I've been studying Daniel with Dayton Women in the Word. In Daniel, the theme of idolatry is presented over and over again. King Nebuchadnezzar called for all people to bow down to his tall, golden statue. Three of God's people refused and were thrown into a fiery furnace. God delivered them, and as a result King Nebuchadnezzar praised the one true God.
We hope that we would be the three who refused, but in reality, mamas, we are Nebuchadnezzar. And we have great influence over others, including our children, when we lay our idols down and worship the true King, King Jesus.
Thank God that he has given us little people that we have to face the idols we did not know even existed in our lives beforehand. We have to release everything for that swaddled, wrinkled, squinting 8lbs, give or take, of baby. Our bodies, our time, our plans, ourselves.
We have a quick learning curve. In those early days, who is it that must feed that baby in the middle of the night? Hopefully we have kind husbands who will help us. I learned quickly, however, that even with my husband's help, I had to rely fully on none other but the strength of Jesus. Early motherhood stripped me of every reliance had. And thank God it did.
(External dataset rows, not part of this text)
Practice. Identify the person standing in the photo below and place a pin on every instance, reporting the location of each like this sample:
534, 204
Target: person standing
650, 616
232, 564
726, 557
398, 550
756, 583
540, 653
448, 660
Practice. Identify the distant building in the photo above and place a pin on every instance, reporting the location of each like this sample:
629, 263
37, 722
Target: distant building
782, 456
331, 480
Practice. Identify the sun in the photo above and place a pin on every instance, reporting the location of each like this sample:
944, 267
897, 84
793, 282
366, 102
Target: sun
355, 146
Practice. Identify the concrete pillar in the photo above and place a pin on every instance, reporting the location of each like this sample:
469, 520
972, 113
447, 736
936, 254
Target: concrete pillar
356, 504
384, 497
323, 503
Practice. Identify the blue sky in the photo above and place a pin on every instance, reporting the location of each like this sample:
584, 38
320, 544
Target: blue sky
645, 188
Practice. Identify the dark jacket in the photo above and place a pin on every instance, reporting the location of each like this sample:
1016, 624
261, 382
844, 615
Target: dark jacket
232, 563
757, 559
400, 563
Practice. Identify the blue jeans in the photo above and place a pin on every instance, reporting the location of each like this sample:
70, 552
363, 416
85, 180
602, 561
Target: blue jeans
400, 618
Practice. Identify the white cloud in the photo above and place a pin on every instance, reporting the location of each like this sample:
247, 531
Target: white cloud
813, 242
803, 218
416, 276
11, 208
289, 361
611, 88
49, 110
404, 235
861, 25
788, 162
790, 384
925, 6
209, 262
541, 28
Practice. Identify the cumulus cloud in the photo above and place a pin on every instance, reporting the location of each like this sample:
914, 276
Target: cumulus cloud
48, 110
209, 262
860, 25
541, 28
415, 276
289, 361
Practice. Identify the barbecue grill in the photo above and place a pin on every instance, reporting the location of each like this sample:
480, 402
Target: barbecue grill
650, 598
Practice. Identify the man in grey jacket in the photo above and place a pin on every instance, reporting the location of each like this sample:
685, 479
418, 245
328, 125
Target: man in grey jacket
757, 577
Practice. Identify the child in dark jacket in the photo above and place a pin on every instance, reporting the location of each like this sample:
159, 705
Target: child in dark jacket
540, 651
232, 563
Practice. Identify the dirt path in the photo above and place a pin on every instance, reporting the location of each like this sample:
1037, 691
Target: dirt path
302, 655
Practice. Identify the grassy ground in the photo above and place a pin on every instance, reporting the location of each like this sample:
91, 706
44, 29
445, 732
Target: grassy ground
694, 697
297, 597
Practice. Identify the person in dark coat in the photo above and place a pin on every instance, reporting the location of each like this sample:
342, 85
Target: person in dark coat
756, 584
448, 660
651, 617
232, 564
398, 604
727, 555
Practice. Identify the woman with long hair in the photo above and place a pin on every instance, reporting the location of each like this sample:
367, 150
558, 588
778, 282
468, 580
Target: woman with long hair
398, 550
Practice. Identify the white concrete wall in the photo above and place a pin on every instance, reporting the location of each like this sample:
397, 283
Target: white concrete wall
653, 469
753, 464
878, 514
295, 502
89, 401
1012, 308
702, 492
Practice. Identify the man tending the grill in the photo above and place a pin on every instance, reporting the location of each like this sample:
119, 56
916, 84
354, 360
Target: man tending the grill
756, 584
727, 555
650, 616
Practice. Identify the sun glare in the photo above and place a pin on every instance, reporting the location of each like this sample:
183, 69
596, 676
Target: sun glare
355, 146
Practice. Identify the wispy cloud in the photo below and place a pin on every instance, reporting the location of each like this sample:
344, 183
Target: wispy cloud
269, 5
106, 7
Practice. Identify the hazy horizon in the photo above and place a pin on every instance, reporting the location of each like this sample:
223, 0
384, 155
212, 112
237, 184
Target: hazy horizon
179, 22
What a relief to be rid of myself, my ultimate idol.
With tears in my eyes, I write that God has freed me of my fear for the fall. Satan will not rob me of the joy that will come when my precious second child will be born. In fact, I crave it. Fall, come quickly! Because what more of a gift could I ask God than for him to help me set down the things I worship that are not Him? I will be utterly stripped, and wear a sweet dependence on my Savior. I wish I could take this contentment in Christ with me through the long haul of my life, past this season of motherhood, but I know this will continue to be a battle long after my children all start sleeping through the night.
A family I've known my whole life lost their second child yesterday. They have a son who is a toddler and lost their second son when he was born without breath. His father wrote on his Facebook that though his child was stillborn, his hope was still in Christ. My fear this morning was not for myself, but for my children, yet, these parents' faith encouraged me. What a beautiful example of hope beyond this world, beyond what we think we need, beyond even the gift that is our children. Yes, indeed, mamas, even our children we must hold with an open hand to the one whose hand is our (and our child's) very breath (Daniel 5:23).
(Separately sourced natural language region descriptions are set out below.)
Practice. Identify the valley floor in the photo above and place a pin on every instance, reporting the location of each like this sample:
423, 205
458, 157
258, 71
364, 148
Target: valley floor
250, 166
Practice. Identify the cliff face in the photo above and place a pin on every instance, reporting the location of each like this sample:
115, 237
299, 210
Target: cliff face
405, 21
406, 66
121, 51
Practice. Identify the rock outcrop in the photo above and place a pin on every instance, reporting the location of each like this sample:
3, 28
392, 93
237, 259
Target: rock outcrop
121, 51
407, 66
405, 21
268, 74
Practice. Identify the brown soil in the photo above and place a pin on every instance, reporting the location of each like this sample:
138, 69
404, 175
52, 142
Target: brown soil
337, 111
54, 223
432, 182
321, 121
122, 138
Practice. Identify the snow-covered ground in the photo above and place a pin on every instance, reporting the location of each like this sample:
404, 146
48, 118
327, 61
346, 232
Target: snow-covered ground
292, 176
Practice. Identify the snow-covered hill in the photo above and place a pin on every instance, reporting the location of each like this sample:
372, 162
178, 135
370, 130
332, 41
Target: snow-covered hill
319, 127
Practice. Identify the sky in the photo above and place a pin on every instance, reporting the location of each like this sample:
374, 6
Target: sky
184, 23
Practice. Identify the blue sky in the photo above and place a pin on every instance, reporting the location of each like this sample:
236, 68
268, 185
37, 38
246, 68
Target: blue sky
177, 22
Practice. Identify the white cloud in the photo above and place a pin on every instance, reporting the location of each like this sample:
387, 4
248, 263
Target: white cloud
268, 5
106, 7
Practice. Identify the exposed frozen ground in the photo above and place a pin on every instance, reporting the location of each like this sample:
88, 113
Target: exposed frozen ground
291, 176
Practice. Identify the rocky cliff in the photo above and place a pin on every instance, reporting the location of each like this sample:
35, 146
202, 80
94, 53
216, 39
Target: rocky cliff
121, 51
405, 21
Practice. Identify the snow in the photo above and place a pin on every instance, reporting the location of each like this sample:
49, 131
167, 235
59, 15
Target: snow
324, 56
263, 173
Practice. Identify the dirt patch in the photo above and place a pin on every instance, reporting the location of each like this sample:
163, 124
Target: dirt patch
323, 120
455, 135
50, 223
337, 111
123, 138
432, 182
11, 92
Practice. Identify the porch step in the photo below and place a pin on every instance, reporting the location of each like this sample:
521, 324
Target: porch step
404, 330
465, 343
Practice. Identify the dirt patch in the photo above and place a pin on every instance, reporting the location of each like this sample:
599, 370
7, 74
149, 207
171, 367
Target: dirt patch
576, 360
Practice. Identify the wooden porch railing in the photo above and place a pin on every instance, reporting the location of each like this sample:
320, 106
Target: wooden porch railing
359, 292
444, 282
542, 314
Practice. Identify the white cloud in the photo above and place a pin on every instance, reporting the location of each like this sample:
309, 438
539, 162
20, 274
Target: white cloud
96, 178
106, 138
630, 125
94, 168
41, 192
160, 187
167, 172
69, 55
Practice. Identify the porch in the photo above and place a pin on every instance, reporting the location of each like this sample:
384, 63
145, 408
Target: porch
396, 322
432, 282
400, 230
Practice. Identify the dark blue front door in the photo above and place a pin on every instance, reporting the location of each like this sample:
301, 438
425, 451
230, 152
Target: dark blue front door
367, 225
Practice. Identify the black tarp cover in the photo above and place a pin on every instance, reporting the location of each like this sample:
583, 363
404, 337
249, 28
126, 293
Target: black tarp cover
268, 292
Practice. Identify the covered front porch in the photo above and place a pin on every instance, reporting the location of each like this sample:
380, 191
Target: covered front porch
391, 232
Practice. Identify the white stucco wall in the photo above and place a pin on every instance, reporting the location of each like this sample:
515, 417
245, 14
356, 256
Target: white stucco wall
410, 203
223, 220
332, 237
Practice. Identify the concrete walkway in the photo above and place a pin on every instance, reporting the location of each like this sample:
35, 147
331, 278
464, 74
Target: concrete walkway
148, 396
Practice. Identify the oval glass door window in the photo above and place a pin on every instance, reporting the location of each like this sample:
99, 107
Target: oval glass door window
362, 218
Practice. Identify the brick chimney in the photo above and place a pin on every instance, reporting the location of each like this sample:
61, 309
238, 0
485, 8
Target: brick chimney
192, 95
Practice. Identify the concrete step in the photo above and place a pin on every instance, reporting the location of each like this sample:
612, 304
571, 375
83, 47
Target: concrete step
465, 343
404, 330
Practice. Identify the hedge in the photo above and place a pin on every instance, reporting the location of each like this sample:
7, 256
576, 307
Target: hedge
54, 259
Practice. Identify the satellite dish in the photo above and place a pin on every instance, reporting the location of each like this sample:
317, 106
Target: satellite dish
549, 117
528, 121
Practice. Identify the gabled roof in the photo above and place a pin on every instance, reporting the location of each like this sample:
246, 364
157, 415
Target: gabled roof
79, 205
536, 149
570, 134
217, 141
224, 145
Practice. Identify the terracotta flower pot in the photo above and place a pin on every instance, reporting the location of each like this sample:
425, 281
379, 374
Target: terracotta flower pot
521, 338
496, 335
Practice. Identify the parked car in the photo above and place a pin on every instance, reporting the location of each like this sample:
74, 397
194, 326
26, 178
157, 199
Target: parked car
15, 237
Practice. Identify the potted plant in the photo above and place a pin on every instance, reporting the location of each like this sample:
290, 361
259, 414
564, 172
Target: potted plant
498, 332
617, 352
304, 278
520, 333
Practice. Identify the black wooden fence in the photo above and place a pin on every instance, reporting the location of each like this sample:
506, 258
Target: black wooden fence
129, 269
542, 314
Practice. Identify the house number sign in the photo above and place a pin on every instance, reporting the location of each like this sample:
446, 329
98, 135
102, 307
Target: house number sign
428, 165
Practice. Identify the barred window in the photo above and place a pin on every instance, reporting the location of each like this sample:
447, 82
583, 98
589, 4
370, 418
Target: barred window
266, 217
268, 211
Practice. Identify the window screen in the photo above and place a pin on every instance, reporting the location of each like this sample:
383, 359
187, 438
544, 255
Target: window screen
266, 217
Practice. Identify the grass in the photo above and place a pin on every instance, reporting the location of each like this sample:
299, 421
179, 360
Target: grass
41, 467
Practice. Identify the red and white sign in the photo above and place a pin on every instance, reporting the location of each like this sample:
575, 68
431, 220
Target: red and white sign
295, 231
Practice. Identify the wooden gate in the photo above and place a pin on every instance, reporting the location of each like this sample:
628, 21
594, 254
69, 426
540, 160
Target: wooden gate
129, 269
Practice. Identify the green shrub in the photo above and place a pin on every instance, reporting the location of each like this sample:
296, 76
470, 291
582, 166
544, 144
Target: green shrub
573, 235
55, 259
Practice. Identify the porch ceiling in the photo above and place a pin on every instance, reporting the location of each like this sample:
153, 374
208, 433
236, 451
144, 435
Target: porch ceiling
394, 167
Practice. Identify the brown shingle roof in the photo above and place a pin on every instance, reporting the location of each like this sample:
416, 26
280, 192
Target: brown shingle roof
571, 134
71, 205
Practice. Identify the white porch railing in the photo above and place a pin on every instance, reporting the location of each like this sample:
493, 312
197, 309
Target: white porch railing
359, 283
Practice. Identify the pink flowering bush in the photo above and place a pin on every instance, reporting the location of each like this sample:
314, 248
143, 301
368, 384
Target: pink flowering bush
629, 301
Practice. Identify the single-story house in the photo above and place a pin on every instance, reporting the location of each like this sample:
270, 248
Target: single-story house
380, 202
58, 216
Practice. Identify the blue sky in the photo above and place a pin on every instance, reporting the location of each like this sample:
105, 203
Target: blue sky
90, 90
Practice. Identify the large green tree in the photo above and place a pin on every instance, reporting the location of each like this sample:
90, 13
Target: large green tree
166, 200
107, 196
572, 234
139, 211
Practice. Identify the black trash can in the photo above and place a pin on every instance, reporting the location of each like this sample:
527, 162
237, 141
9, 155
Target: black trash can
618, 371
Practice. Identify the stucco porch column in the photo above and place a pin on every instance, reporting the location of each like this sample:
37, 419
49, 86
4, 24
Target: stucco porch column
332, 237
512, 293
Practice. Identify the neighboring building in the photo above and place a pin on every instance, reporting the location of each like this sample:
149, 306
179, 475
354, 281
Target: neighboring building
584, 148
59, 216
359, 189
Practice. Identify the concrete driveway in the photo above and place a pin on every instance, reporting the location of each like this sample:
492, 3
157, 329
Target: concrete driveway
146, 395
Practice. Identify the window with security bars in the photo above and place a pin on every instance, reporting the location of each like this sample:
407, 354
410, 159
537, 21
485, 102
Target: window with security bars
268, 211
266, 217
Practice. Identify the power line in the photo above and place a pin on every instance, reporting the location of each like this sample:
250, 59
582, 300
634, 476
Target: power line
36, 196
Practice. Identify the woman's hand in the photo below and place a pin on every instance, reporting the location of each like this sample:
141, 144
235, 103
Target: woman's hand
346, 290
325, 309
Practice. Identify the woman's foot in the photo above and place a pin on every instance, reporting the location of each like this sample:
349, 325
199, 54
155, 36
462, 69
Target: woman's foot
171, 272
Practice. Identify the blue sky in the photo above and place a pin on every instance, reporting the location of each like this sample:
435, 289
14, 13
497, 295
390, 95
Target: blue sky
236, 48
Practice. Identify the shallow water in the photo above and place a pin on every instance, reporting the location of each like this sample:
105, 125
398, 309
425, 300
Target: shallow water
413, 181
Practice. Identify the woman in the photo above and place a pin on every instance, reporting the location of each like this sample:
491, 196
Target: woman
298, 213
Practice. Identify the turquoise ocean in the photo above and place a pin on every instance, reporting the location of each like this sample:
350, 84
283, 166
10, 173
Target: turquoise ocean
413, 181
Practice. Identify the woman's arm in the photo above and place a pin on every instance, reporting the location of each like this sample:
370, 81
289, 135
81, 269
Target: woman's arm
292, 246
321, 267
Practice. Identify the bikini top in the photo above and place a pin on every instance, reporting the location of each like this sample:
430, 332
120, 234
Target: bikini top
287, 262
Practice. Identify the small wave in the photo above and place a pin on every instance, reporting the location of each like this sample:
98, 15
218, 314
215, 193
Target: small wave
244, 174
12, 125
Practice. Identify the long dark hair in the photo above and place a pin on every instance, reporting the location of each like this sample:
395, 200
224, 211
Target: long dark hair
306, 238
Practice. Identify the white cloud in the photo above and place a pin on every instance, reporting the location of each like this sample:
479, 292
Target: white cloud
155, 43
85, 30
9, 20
When God gave me Titus, I recognized for the first time that a shower is a gift from God. For the first time, I thanked him for it. I worshipped the giver, not the gift, not myself.
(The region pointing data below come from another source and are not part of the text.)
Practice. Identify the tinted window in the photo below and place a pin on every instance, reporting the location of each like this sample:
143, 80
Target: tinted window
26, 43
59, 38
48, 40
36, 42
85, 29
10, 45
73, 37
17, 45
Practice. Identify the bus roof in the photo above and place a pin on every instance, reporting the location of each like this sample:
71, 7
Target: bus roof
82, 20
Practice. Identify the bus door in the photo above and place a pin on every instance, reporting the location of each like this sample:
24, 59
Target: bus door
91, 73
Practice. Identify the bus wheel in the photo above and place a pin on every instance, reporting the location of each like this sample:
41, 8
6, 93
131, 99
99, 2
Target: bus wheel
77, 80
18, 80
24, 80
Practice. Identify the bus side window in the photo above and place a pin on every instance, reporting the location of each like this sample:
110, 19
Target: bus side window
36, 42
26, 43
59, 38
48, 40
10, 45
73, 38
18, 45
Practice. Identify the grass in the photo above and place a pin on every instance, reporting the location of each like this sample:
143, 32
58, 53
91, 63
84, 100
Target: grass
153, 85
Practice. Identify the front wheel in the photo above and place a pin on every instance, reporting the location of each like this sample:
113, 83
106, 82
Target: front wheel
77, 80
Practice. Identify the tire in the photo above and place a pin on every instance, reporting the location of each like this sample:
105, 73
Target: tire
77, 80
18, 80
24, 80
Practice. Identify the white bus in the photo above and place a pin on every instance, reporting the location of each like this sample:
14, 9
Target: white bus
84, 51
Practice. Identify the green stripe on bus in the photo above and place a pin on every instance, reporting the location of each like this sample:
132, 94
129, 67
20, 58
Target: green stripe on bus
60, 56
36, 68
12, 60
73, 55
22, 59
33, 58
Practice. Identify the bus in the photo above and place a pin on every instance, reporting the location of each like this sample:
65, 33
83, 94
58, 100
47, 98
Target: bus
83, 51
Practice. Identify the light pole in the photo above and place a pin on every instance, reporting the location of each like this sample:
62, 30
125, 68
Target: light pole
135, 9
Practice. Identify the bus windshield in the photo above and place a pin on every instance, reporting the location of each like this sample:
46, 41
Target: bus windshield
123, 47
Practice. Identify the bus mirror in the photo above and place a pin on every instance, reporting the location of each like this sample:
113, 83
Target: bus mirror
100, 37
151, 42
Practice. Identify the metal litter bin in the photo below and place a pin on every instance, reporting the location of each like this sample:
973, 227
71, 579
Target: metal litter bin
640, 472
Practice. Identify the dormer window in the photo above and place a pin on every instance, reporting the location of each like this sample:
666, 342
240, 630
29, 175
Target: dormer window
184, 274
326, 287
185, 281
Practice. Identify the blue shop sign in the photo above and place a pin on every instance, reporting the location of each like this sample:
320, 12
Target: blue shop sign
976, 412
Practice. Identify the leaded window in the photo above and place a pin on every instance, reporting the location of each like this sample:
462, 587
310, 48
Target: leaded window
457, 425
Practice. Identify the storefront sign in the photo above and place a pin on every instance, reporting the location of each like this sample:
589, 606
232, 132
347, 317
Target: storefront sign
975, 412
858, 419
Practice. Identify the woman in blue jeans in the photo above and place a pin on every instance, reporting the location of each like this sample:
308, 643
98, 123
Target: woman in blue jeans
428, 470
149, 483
Mamas, lets thank God when He gives us good gifts. But most of all, let's be thankful for the giver. He is our ultimate prize and goal. And so we can make it another day without a shower. Or we can call our new mama friend and offer to come hold her baby while she takes one. And we can get on our knees and thank God for our children, who allow us to share in the sacrifices Jesus made when he gave up his life for us.